Policies
Language: 中文
Supervision Strategy
SupervisionStrategy decides the restart scope after a failure. OneForOne selects only the failed child. OneForAll selects every child in the selected scope. RestForOne selects the failed child and every child declared after it in the selected scope.
restart_scope calculates the restart scope from SupervisorTree, the strategy, and the failed child identifier.

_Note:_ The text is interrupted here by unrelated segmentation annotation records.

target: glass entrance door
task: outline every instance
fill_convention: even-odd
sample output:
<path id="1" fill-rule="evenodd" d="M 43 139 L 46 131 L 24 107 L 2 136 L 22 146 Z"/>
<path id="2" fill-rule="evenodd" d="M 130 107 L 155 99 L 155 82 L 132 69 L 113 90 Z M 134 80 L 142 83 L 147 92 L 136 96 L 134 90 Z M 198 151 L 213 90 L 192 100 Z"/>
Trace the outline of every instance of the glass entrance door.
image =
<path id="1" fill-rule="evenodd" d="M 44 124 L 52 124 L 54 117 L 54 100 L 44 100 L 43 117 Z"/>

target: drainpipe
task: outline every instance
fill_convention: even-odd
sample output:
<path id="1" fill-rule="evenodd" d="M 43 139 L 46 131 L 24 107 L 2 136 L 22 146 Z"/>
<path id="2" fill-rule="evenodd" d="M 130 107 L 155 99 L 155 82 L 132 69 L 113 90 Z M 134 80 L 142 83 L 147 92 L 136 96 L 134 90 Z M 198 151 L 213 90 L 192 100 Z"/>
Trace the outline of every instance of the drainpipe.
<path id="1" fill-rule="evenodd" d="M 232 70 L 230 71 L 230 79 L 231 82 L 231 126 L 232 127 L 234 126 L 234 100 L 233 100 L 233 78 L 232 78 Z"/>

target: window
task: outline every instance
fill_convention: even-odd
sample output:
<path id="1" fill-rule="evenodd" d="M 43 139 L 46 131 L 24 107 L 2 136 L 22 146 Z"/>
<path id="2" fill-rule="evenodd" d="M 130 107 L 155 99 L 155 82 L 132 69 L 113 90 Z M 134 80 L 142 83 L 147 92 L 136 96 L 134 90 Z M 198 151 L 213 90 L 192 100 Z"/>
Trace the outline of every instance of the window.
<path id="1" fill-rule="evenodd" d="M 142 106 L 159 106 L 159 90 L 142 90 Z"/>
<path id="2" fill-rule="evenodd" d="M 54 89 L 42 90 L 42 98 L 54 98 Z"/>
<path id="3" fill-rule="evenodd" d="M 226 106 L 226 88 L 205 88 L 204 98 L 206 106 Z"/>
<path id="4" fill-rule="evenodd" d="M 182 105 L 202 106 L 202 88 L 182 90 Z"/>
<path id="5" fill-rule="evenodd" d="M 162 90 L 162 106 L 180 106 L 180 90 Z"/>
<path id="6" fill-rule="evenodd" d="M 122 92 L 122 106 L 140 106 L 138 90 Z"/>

restart_execution_plan combines the supervisor strategy, GroupStrategy, ChildStrategyOverride, RestartLimit, EscalationPolicy, and DynamicSupervisorPolicy into a StrategyExecutionPlan. Child overrides take precedence over group strategies, and group strategies take precedence over the supervisor-wide strategy. The plan stores a dynamic_supervisor_enabled boolean; the full DynamicSupervisorPolicy struct (including child_limit) is evaluated by the control loop at add_child time, not embedded in the plan.
The runtime control loop now receives child exits and applies the selected StrategyExecutionPlan automatically when policy returns a restart decision. Runtime lifecycle events include restart scope information so operators can see the selected strategy, group, and child scope.
Group Strategy And Overrides
GroupStrategy uses child tags to define a smaller restart scope. A child can belong to at most one configured strategy group. ChildStrategyOverride applies a per-child strategy and governance override when one child needs stricter restart behavior than its group or supervisor.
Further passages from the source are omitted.